Ashton was educated at Winchester College; on leaving Winchester in 1916 he joined the Royal Field Artillery and served for the rest of World War I. He was awarded the Military Cross "for conspicuous gallantry and skill in leading a section of guns into a forward position near Trones Wood on 27th August, 1918, where, under heavy shell and machine-gun fire, he succeeded in destroying an enemy strong point, thereby greatly facilitating the infantry advance." After the war he went up to Trinity College, Cambridge.

Cricket career
As a cricketer, Ashton was a sound right-hand batsman in the outstanding Cambridge University sides in the years just after the First World War, in which he had been commissioned in the Royal Field Artillery and won the Military Cross, and he played for Essex in the vacations. In both 1921 and 1922 he scored more than 1,000 runs and at the end of the 1922 season, after just three years in first-class cricket, Ashton was averaging more than 46 runs per innings. His most famous exploit, though, was as a member of the amateur side assembled by Archie MacLaren to take on the hitherto-invincible 1921 Australian cricket team at Eastbourne. Bowled out for just 43 runs in the first innings, the so-called "England XI" were, at 60 for four wickets in their second innings, still 71 behind when Ashton was joined by Aubrey Faulkner. Ashton hit 75 in 72 minutes, Faulkner made 153 and McLaren's side won the match by 28 runs. Ashton was named as a Wisden Cricketer of the Year in 1922 largely on account of this innings. Ashton was involved in an extraordinary incident during the match against Lancashire. He was bowled, but both bails went up in the air and then returned to their grooves on top of the stumps, meaning that he was not out.

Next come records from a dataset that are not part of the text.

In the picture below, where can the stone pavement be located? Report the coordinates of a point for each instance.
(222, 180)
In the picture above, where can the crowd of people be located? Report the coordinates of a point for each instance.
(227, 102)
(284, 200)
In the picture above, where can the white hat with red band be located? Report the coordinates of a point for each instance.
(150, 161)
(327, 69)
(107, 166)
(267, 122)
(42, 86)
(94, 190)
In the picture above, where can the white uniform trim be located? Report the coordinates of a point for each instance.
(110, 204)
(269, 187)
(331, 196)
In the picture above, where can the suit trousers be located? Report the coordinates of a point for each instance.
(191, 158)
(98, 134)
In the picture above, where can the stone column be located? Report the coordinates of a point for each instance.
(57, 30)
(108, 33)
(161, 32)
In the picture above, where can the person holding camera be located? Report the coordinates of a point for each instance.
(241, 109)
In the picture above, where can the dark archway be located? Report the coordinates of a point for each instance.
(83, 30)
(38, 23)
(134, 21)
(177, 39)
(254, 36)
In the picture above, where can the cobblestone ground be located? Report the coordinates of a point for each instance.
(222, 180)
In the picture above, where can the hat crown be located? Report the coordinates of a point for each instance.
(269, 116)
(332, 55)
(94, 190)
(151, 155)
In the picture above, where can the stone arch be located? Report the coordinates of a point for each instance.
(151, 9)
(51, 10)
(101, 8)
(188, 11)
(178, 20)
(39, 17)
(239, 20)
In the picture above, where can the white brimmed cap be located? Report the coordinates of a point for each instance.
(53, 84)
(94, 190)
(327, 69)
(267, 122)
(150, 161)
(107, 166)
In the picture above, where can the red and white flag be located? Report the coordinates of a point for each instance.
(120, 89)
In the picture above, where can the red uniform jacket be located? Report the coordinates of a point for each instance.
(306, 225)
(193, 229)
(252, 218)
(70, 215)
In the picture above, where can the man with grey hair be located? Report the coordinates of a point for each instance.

Ashton's three brothers, Gilbert, Percy and Claude, also played first-class cricket; Gilbert, Hubert and Claude captained Cambridge University in the three consecutive seasons from 1921 to 1923.

At the end of the 1922 cricket season Ashton joined the Burmah Oil Company, and his appearances thereafter were sporadic. He played for India and for Burma against the Marylebone Cricket Club (MCC) side led by Arthur Gilligan that toured India in 1926–27; he reappeared for several Essex matches in 1927; and there were a handful of first-class games across the 1930s, the last in 1939.

Football career
Ashton was also an accomplished footballer, playing as an amateur for all his footballing career, which began with the Corinthians and then, during the 1919–20 season, West Bromwich Albion. He made his only appearance in the Football League in May 1925 for Bristol Rovers against Reading. He joined Clapton Orient in August 1926, making five appearances for them during the 1926–27 season, and then joined Gillingham in May 1927 but shortly afterwards retired from football to focus on his cricketing career.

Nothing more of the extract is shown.